Cross domains
What are cross-domains?
By cross-domains, we mean a set of external systems that are linked and share, for example, the same permissions.
A typical example of a cross-domains group might be the linking of multiple domains in MS Active Directory. In this case, we can have several AD domains that share groups with each other. That is, within one AD domain it is possible to assign users to groups from another AD domain. The groups are thus shared across the entire group of domains (cross-domains). From the end user's perspective, the systems thus appear to have the same set of groups.
The goal of cross-domains in CzechIdM is to connect systems as described in the example above and to allow to simulate the same property, i.e. that individual group can be assigned to any system in the same cross-domain group.
A user in CzechIdM can assign a role to all or only one system in the cross-domain group.
How to use cross-domains in CzechIdM?
To properly use cross-domains in CzechIdM, we need three basic things:
- Create systems connecting systems in each domain.
- Configure the cross-domain group of systems.
- Create and configure no-login roles.
Create systems
The first step is to create systems and connect them to individual domains. If we have a group consisting of three domains, then we need to create three systems that will provision user accounts to each of the domains (each system will connect users from one domain).
Currently, CzechIdM supports cross-domains only for MS AD. For proper connection, it is necessary to use the WIN-RM connector in the correct version and setup.
The detailed configuration of the connector and its scripts is described here: WinRM + AD Connector
Groups of systems
After you create a domain system, you must create a cross-domain group of these systems in IdM.
You can create a new group in the system group management agenda. The group must be of type 'Cross-domain'.
You can then add the systems you created to this group. For each system, you must select the attribute that manages the group. In an MS AD environment this will typically be the 'ldapGroups' attribute.
No login roles
The last step in setting up the cross-domain environment in IdM is to create and set up the appropriate roles.The goal is to create roles that represent groups in each domain.
It is not necessary to create the roles manually, but we can use group synchronization to do so. This means that for each domain that we will create a system for role/group synchronization. This synchronisation will create roles corresponding to groups, but it will also directly create a connection to that system in IdM. This connection will assign a group identifier (typically the group DN) within the attribute that manages the groups in the domain (typically 'ldapGroups').

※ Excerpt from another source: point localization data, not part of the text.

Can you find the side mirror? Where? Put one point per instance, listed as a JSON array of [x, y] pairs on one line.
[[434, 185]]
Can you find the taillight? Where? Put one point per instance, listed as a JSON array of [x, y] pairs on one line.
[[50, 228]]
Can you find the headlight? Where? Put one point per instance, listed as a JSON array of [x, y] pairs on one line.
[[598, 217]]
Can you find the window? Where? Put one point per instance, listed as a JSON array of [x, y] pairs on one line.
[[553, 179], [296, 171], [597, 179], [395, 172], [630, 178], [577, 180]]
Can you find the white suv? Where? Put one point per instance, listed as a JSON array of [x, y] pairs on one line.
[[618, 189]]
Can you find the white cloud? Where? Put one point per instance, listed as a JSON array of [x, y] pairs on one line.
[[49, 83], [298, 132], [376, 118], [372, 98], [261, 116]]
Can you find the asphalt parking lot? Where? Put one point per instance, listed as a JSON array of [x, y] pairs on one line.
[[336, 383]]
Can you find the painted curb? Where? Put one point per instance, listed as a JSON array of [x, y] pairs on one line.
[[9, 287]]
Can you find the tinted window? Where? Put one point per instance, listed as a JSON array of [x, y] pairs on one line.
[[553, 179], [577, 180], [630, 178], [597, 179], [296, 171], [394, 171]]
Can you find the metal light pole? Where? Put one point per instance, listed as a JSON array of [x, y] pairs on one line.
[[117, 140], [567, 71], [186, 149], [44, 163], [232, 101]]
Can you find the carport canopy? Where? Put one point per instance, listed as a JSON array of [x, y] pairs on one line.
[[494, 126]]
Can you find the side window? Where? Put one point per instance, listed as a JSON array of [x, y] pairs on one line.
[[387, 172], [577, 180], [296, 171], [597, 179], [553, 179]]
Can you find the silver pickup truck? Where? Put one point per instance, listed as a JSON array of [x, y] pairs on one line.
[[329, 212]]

Roles created in this way will contain a link to the domain from which the group originates. However, to function properly within a cross-domain, we need to create links to other domains as well. So the goal is for each role to link to all domains while assigning an identifier (DN) to the group's managing attribute (ldapGroups). The value of the group identifier (DN) will be the same in all connections to that role!
If you make the settings described above, the role should switch to no-login mode. No-login mode means that assigning such a role to a user will not create an account on the system. An account will only be created if the user has another role assigning an account. Such a role is then called a login-role, which is a common system-assigning role from the IdM perspective.

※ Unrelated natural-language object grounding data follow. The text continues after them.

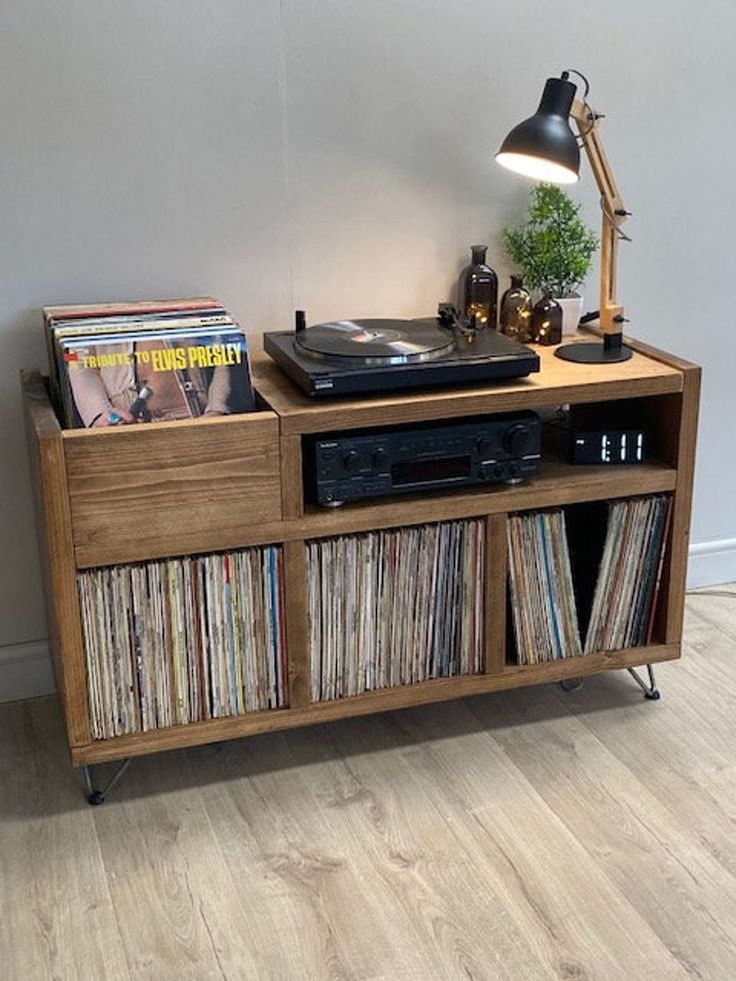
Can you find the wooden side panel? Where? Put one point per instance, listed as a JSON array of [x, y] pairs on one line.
[[167, 489], [292, 493], [676, 568], [297, 623], [51, 499], [496, 568]]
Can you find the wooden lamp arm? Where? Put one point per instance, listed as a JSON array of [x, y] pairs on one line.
[[614, 215]]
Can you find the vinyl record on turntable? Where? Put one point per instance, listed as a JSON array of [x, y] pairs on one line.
[[375, 342]]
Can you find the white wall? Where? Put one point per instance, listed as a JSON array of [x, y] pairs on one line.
[[336, 155]]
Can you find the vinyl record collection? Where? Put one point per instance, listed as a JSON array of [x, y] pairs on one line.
[[395, 607], [149, 361], [555, 600], [542, 598], [194, 638], [630, 574]]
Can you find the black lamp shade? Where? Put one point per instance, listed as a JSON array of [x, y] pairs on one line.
[[544, 146]]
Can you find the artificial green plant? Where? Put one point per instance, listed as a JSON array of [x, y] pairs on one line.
[[553, 247]]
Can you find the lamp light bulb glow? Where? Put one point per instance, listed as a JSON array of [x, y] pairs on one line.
[[537, 168]]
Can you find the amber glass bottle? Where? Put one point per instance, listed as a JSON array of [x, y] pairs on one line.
[[479, 289], [515, 311], [546, 321]]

The prerequisite for a role to become a no-login role is that the connected system must be part of some active group of systems with a cross-domain type, and also that this role overloads the same merge attribute as is used in the group.
If the role is in no-login mode for cross-domains, then the information box is displayed on that system connection:
Assing no-login role to only one domain
In the previous step, we described what cross-domain no-login roles are. We already know that if we assign such a role to a user, then no account will be created on the end system.
Now let's have a situation where we have a no-login role that assigns a group to three domains. If we assign this role to a user who also has login roles for all three domains, then the group will be assigned to all existing accounts.
This behavior can be a problem when we want to assign a group to only one account on one of the domains.
As a workaround for this situation, a selection of available systems (domains) that the role connects to has been added to the details of the new role request. This selection basically acts as a filter. That is, if nothing is selected (the default state), the group will be assigned to all of the user's domains. If we select only one domain, then the group will only be assigned to that domain's account.
This selection will only be displayed for no-login roles in a cross-domain group and if the role contains more than one linked domain.
Future improvements
Group synchronization could create a merge attribute connection not only to the system from which it is synchronized, but also to all other systems in the cross-domain group.
Group synchronization could assign roles to users not only according to the state on the system from which the group originates, but also from all other systems in the cross-domain group.
Limitations
No-login connections cannot overload the primary mapping attribute (UID)!
Adding or removing too many groups at once is not supported. Lenght limitation of environment variable on Windows is 8 191 characters so if combination of all added and removed group's DNs plus comas, doublequotas and the script itself is longer than that cmd.exe just ignores it. The result is no script is being run and no error or exception ocures. Relatively safe is to add or remove about 50-100 groups at once.